As we discussed previously and Sunil's suggestions. The key issue is
that user provides a hint to file system, and file system can know
whether or not this file can be stored in a corner or be allocated in
non-sequential blocks. Then the sequential blocks are reserved for the
particular file that has a *_HOT* flag. Although fallocate(2) can
preallocate some blocks for a file, it cannot put a file at the
beginning of the disk to obtain a better performance. So maybe file
system can use these flags to optimize the layout of a file.
Regards,
Zheng
> >
> > File systems can support a subset of these flags according to its design. These
> > flags provide a rich interface that lets the user to control block allocation of
> > files. The user could precisely control the allocation of their files to
> > improve the performance of appliatons.
> >
> > Any comments or suggestions are appreciated. Thank you.
> >
> > Regards,
> > Zheng
> > --
> > To unsubscribe from this list: send the line "unsubscribe linux-ext4" in
> > the body of a message to [email protected]
> > More majordomo info at http://vger.kernel.org/majordomo-info.html
> >
>
> --
On Tue, 6 Mar 2012, Zheng Liu wrote:
> On Tue, Mar 06, 2012 at 09:27:16AM +0100, Lukas Czerner wrote:
> > On Mon, 5 Mar 2012, Zheng Liu wrote:
> >
> > > Hi list,
> > >
> > > Block allocation is a key component of file system. Every file systems try to
> > > improve the performance with optimizing the block allocation of a file. But no
> > > matter what file system does, it just guesses what the user expects. Thus, it
> > > is not very accurate. fadvise(2) provides a method to let the user to give a
> > > hint to file system. However, until now, only few flags are provided. So we
> > > can provide more flags to tell file system how to allocate the blocks for a
> > > file.
> > >
> > > For example:
> > > we can add these flags into fadvise(2):
> > > FADV_ALLOC_READ_SEQ
> > > FADV_ALLOC_READ_RANDOM
> > > FADV_ALLOC_WRITE_ONCE
> > > FADV_ALLOC_WRITE_APPEND
> > >
> > > FADV_ALLOC_READ_* are not similar with FADV_SEQUENTIAL and FADV_RANDOM.
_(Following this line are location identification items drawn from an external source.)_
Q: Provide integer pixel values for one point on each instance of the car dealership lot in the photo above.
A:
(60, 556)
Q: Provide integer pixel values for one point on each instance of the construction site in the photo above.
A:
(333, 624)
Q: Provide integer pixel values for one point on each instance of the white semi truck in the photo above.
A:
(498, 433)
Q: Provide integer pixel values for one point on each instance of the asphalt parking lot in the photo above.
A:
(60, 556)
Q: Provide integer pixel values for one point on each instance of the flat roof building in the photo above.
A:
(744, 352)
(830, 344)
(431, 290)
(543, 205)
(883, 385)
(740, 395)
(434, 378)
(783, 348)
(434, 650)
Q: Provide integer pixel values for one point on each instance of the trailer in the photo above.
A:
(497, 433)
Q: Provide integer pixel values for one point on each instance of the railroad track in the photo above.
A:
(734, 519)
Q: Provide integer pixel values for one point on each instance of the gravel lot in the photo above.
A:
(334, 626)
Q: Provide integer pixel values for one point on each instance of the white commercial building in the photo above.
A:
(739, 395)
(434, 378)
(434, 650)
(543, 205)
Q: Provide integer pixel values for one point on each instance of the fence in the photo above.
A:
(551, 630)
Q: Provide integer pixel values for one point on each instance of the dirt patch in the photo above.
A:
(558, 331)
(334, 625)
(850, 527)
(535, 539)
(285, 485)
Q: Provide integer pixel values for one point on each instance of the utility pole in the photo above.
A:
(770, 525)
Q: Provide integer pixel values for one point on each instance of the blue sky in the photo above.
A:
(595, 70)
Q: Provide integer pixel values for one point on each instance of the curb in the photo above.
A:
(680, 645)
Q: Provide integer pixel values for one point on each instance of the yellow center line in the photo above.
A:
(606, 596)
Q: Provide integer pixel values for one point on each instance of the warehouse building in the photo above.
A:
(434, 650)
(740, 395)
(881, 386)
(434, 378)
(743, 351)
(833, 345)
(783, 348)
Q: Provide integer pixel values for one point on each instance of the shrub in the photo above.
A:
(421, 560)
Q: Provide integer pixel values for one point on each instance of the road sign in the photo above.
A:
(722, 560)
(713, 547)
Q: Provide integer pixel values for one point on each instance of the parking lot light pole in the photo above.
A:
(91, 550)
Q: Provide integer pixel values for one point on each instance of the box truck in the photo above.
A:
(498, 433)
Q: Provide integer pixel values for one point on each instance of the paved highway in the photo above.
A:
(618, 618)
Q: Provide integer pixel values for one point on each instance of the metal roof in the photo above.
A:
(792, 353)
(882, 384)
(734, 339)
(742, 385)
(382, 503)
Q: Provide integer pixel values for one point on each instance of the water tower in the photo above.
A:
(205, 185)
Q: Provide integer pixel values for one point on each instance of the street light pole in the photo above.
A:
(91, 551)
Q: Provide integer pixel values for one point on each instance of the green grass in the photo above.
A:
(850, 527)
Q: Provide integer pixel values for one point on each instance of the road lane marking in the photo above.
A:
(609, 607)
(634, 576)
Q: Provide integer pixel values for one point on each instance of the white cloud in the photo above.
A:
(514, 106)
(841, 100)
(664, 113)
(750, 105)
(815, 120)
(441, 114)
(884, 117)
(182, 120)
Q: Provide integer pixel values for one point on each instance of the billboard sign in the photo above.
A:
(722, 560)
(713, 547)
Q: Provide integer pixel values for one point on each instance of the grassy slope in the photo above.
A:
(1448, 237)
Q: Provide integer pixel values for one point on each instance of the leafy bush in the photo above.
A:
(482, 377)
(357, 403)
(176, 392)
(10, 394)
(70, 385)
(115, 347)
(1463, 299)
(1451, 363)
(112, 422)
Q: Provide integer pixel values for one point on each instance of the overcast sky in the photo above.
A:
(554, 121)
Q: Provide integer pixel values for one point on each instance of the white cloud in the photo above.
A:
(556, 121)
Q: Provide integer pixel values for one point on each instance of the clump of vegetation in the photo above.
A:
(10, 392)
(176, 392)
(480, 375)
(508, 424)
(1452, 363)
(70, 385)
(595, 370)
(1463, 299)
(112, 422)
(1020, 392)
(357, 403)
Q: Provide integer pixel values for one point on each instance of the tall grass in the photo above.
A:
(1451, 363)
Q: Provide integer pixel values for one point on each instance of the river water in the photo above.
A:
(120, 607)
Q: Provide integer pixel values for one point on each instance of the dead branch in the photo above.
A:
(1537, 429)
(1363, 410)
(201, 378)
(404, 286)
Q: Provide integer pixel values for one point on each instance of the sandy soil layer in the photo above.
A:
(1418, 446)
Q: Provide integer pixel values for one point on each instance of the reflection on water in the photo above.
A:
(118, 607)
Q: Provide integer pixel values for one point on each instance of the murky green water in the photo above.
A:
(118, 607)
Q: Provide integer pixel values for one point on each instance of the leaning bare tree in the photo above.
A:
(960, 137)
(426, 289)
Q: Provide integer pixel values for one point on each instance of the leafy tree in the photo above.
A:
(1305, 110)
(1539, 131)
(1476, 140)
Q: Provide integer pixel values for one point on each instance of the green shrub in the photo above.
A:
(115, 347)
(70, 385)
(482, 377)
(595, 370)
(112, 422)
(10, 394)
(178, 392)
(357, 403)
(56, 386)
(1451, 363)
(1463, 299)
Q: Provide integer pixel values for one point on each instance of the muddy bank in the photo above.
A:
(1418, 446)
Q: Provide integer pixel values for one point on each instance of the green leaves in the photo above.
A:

> > > FADV_ALLOC_READ_SEQ tells file system that this file need to allocate some
> > > sequential blocks, and FADV_ALLOC_READ_RADOM tells file system that this file
> > > can endure the fragmentation.
> > >
> > > FADV_ALLOC_WRITE_ONCE indicates that this file just is written once. So file
> > > system can allocate some sequential blocks for it to improve the read
> > > performance. FADV_ALLOC_WRITE_APPEND flag is set to point out that data will be
> > > appended to the end of this file, and file system can reserve some blocks for it
> > > to guarantee the sequence as much as possible.
> >
> > Hi Zheng,
> >
> > those two flags does not make sense to me. The FADV_ALLOC_WRITE_ONCE is
> > actually the same as fallocate, and we certainly do not need more ways
> > to do fallocate, one is more than enough.
> >
> > FADV_ALLOC_WRITE_APPEND seems weird. File systems already do some
> > preallocations for the files, so we do not fragment them as much. So
> > what might be more interesting is to be able to set how much space we
> > want to keep preallocated for the particular file, however strictly
> > speaking it is not something we would not achieve with fallocate, but it
> > would certainly be more convenient.
> >
> > -Lukas
> >
>
> Hi Lukas,
>
> I have realized that these two flags seem redundant, and we don't need
> them.
>
> As we discussed previously and Sunil's suggestions. The key issue is
> that user provides a hint to file system, and file system can know
> whether or not this file can be stored in a corner or be allocated in
> non-sequential blocks. Then the sequential blocks are reserved for the
> particular file that has a *_HOT* flag. Although fallocate(2) can
> preallocate some blocks for a file, it cannot put a file at the
> beginning of the disk to obtain a better performance. So maybe file
> system can use these flags to optimize the layout of a file.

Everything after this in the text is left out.